Input was usually from high-end scanners: Linotype-Hell, Crosfield Electronics, Dainippon Screen, or ICG (Itek Color Graphics). From the Indigo/Crimson versions the Howtek D4000 (4000dpi) drum scanner was usually offered as an option. Version 7 supported both the D4000 and the D7500 (5000dpi) scanner.

===Release history===
The feature set was basically frozen after Creator 7 (June 1996). The most apt comparison to the final release, featurewise, would be Adobe Photoshop 4 (November 1996).

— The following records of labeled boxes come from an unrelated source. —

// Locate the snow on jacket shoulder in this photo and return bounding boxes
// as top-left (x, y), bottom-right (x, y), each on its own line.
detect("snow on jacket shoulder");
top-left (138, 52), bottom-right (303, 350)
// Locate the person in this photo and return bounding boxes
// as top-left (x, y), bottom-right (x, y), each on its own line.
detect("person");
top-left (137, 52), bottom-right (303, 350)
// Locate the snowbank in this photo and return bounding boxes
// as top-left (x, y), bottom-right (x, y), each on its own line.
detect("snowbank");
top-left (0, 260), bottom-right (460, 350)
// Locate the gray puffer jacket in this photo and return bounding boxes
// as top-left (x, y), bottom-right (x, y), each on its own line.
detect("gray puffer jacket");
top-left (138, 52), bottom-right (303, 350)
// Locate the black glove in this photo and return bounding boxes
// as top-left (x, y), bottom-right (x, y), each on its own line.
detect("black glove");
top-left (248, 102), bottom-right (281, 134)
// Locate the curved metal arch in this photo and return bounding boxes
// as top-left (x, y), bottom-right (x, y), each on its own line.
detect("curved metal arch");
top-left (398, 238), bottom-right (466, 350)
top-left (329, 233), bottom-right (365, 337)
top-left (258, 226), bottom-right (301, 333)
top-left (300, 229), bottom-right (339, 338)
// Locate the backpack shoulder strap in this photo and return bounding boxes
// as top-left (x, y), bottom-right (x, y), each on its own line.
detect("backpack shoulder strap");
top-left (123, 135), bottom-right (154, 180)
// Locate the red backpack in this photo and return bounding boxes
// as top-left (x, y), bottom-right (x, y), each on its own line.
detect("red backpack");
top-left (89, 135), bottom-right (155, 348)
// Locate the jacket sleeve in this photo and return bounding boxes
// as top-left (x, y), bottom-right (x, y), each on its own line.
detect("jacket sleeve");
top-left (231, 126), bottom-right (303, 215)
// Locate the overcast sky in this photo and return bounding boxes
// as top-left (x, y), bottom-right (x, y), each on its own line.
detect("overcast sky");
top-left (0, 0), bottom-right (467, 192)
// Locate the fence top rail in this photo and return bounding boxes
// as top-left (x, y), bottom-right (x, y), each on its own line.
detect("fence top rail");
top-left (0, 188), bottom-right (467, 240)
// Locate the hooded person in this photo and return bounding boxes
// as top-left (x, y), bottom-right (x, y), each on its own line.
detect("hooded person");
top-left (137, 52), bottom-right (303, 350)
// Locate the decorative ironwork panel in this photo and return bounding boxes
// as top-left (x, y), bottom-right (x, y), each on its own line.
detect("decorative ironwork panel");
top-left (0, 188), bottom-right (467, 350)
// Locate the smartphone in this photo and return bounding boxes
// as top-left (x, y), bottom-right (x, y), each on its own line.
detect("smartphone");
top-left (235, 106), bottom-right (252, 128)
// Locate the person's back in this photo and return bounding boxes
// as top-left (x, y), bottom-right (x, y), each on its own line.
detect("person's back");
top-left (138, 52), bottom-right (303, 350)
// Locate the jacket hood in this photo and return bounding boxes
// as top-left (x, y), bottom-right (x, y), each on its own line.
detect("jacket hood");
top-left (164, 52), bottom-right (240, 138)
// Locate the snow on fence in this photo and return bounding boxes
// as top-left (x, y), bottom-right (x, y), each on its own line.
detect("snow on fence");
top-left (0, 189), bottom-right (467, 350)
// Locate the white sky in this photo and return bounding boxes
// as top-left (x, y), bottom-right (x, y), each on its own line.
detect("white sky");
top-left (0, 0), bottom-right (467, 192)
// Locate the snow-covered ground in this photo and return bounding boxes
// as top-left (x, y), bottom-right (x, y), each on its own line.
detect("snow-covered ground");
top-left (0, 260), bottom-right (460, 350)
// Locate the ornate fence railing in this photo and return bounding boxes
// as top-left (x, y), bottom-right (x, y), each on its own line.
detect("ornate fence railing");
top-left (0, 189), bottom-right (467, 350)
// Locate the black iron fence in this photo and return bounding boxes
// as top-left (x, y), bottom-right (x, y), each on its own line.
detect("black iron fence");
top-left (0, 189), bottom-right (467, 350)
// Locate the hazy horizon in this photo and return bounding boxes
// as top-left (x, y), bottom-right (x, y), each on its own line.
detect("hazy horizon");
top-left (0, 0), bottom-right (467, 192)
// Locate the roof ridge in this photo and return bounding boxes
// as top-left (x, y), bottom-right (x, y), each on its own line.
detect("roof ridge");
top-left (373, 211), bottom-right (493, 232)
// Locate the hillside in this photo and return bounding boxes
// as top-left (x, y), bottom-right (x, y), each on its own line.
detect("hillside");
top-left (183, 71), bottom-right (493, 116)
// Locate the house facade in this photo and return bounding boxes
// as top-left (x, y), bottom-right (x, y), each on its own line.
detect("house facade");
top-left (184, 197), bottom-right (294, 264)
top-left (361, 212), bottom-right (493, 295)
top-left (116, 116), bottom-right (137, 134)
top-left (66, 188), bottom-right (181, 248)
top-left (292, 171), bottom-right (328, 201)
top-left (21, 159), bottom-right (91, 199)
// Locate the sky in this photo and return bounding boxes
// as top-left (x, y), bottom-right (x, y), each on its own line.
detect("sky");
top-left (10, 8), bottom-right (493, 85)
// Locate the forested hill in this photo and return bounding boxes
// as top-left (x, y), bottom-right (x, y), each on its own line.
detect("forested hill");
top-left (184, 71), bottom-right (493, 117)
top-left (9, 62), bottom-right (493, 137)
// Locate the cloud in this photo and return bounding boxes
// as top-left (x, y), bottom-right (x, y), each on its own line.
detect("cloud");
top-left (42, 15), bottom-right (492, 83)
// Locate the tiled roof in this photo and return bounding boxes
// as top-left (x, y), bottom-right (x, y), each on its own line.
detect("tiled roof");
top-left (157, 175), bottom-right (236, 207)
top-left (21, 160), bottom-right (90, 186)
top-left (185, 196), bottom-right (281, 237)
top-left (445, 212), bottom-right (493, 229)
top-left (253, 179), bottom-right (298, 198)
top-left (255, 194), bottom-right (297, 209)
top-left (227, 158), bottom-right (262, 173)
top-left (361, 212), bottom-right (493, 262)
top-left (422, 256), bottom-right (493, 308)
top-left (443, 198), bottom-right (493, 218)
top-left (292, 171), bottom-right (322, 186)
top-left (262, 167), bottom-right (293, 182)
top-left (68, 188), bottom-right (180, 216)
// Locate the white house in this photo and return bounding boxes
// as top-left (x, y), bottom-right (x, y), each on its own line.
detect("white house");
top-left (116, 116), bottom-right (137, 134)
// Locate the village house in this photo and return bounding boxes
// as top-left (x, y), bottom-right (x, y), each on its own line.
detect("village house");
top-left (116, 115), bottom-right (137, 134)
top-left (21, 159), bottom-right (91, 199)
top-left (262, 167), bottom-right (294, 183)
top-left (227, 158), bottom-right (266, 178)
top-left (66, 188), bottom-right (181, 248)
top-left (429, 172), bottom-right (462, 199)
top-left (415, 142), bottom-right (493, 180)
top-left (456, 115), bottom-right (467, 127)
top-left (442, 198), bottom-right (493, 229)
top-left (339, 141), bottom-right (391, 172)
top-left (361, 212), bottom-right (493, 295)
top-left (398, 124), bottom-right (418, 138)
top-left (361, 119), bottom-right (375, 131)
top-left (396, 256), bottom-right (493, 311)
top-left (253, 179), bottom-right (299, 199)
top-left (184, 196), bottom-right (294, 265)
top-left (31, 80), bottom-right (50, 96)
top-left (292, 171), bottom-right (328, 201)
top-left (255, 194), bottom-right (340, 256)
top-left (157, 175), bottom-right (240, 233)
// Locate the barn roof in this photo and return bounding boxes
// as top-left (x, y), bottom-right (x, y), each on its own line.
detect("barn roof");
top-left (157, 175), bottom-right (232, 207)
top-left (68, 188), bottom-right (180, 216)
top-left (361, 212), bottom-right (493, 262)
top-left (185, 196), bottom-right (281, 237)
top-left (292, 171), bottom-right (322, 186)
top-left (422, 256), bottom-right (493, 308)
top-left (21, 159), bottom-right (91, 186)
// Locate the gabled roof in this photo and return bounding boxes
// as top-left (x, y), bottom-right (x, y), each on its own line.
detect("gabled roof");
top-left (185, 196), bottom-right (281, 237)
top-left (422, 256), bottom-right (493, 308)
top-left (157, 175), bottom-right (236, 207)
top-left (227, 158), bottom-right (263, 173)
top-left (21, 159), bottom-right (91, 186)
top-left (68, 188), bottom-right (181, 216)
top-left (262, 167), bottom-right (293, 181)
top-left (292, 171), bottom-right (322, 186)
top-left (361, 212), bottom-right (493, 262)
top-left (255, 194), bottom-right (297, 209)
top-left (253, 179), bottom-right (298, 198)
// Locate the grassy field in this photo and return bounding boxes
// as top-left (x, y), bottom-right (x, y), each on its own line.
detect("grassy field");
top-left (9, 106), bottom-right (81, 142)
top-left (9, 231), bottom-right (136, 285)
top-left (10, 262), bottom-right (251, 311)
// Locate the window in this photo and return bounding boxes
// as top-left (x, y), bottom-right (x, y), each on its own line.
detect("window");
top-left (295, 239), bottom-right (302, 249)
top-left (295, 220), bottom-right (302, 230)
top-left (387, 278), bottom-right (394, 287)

| Version | Hardware | O/S | Release date | Price | Significant changes (selected) |
|---|---|---|---|---|---|
| Creator 1.0 Prototype | Silicon Graphics 4D70G (Creator 2500); (Creator 2600); | IRIX 3.X | Fall 1988 | ? | RGB only; |
| Creator CD, SP, SPX and MP | Personal Iris (CD)?, Power Series (SP, SPX and MP)?; Highest spec BG-Creator 540 (4D 240) with 4 R3000 processors at 25 MHz, 64MB RAM and 1.2GB harddrive. BG-530 and BG-520 with 2 and 1 processors respectively.; | IRIX 3.X | 1990 | ? | RGB only; |
| Repro Creator | Power Series, later Crimson | IRIX 4.X? | 1992 | $155,000 incl Crimson | CMYK via Colorcom/VME board; Considerable price reduction compared to the previous models.; |
| Personal Creator | (BG-510) Indigo, 32-96MB RAM, 1.2GB HD | IRIX 5.X? | 1993 | $25,000 | RGB only; CMYK "Repro" version available w/96MB RAM, conversion done entirely in software; Considerable price reduction compared to the previous models.; |
| Power Creator | (replaced BG-540) Crimson, 128MB RAM | IRIX 5.X? | 1993 | ? | RGB only; CMYK "Repro" version available w/Chameleon board; Considerable price reduction compared to the previous models.; |
| Personal Creator 5.0 | Indy R4000 100mhz (61 SPECfp92, 57 SPECint92 - compare Intel P66; 55 fp, int 64) | ? | 1993 | £38,000 (incl. Indy). | ? |
| Creator 5.2 | ? | ? | 1994 | $17,000 | ? |
| Creator 6.0 | ? | IRIX 5.X? | January 1995 | $17,000 | Interface improvements; Introduction of the Brush Accelerator board; Intelligent/Automated trapping; The ability to see color-correction operations alongside the reference image.; |
| Creator 7.0 | Indy and Indigo2, except R8000 | IRIX 5.3 | 28/06/96 (CD1375C), 09/07/96 (CD1377C) | $30,000 | X Window-based GUI; Tool bar with icons for the main tools; Line art module is based on a subset of Barco Strike!; Typesetting based on the Barco Strike! text engine; Unlimited amount of image and mask layers; Maximum brush size doubled, now 512 pixels. Faster brush drawing. Brush Accelerator is supported.; As of 09/07/96 IRIX 6.2 not supported, testing ongoing.; |
| Creator 7.1 | Indigo2 R10000, O2, Octane | IRIX 5.3, 6.2, 6.3, 6.4 | 15/12/97 (CD1488C) | $30,000 | Higher performance overall. Between 1.5 and 4 times faster, depending on the operation.; Menus snap to each other; It is possible to control the behaviour of the Wacom tablet; Balloon help; |
| Creator 7.2 | O2, Octane | IRIX 6.5 | 08/04/99 (CD1546C) | $30,000 | Updated to support IRIX 6.5; |

==Availability==
Barco Creator was discontinued in the late 1990s, and was not picked up by Purup-Eskofot after it purchased the Graphics division of Barco. Neither Barco nor Esko have the ability to issue new licenses anymore. As Creator was only available in single nodelocked licenses, one would need to buy an original system with the license included to have a "full legal version".